Presenter Delores S. Williams, a “womanist” theology professor at Union Theological Seminary in New York City, said, “I don’t think we need a theory of atonement at all.” Her remark was greeted by applause. “Atonement has to do so much with death,” she said. “I don’t think we need folks hanging on crosses and blood dripping and weird stuff.” Continuing, she said, “We do not need atonement, we just need to listen to the god within....If Jesus conquered sin, it was in the wilderness and life, not his death (resurrection). The first incarnation of God was not ‘some dove on the shoulder,’ but in Mary and her body.”

Conference leader Rita Nakashima Brock declared that God is “not transcendence—that orgy of self-alienation beloved of the fathers—but immanence, god working out god’s self in everything.”

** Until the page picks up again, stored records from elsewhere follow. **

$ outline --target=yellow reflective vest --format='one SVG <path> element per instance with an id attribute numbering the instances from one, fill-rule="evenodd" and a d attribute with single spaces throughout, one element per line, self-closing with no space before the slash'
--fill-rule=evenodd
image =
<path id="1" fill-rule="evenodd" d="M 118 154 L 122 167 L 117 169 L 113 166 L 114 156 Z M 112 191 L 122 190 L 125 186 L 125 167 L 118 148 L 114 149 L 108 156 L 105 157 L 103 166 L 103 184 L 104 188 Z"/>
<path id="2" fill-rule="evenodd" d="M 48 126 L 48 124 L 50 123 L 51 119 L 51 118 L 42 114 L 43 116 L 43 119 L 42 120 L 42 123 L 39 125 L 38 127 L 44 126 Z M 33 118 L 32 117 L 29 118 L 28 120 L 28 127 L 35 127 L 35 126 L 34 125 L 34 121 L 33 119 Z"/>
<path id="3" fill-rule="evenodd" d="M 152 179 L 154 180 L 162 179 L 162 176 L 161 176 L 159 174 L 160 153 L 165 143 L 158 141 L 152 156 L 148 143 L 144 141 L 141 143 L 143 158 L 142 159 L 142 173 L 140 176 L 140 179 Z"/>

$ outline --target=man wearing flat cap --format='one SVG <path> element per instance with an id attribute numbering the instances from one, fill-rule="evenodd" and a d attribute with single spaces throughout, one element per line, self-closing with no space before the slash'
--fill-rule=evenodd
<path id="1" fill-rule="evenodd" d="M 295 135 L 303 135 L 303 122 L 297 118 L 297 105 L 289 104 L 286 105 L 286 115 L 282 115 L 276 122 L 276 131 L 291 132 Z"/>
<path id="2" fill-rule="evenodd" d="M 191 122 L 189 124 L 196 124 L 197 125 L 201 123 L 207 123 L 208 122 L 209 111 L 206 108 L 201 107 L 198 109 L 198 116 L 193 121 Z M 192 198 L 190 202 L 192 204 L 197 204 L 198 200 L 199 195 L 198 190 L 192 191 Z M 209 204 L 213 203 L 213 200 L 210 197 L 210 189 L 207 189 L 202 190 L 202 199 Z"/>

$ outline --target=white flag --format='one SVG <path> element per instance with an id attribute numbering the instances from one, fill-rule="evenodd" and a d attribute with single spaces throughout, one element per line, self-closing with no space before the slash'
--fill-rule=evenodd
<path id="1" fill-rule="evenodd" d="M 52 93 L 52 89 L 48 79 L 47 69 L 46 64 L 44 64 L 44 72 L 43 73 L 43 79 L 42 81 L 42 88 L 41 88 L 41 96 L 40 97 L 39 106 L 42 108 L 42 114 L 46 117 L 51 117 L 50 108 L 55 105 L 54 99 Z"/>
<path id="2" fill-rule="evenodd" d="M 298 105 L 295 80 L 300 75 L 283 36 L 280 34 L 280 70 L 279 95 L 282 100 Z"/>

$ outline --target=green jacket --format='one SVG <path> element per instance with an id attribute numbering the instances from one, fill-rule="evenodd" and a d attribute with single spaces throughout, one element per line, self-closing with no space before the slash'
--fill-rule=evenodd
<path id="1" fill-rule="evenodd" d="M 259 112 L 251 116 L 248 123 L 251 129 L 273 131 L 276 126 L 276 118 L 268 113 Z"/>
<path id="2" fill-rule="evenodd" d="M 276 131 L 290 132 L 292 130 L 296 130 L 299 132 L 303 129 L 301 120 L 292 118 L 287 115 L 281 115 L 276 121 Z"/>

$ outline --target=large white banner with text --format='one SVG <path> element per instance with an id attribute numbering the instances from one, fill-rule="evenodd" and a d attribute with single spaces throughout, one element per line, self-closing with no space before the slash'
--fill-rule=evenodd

Another feminist theologian who led the “Jesus” seminar was Kwok Pui-Lan. She said the Asian experience can’t image any Jesus. She stated, “We cannot allow others to define our sin. What is our sin? Who is this funny God that would sacrifice a lamb. We don’t even see a lamb in the Asian experience. The Chinese do not have a word to compare to the Hebrew/Greek word for God.” Dr. Pui-Lan indicated that the Chinese do not believe God stands outside creation. The humanist-Confucian tradition emphasizes the propensity for good in humankind, and asserts that people develop moral perfection and sainthood by maturing. The emphasis is on enlightenment.

“The seminaries and the Vatican can keep on defining orthodoxy largely for the passing-on of the traditions through the ordained clergy,” conference speaker and feminist theologian Elizabeth Bettenhausen told the Star-Tribune. “But we laity have always crossed our fingers behind our backs when they lay out what orthodoxy is. We know in our daily lives theology has to be much fresher and more flexible than the definitions of orthodoxy can ever be.”

For a conference which drew upon the mainline Christian denominations for support, funding, and participants, this event utterly failed to represent the historic Christian faith of these denomination. To the contrary, the “Re-imaging” conference truly abandoned any form of orthodox Christian theology. As evidence, read the following liturgy of the service of milk and honey dedicated to Sophia:

“Our maker Sophia, we are women in your image: With the hot blood of our wombs we give form to new life. With the courage of our convictions we pour out lifeblood for justice....

“Sophia, Creator God, Let you milk and honey flow. Sophia, Creator God, Shower us with you love....

“Our sweet Sophia, we are women in your image; With nectar between our thighs we invite a lover, we birth a child; With our warm body fluids we remind the world of its pleasures and sensations....

“Our guide, Sophia, we are women in your image. With our moist mouths we kiss away a tear, we smile encouragement. With the honey of wisdom in our mouths, we prophesy a full humanity to all the peoples....

“We celebrate the sensual life you give us. We celebrate the sweat that pours from us during our labors. We celebrate the fingertips vibrating upon the skin of a love. We celebrate the tongue which licks a wound or wets our lips. We celebrate our bodiliness, our physicality, the sensations of pleasure, our oneness with earth and water.”  

Steve Beard is the executive editor of Good News, a magazine for evangelical United Methodists. This article is based on the on-site reports of Dottie Chase, a United Methodist laywoman who covered the event for Good News, and Susan Cyre, a Presbyterian (USA) laywoman who covered the event for the Presbyterian Layman.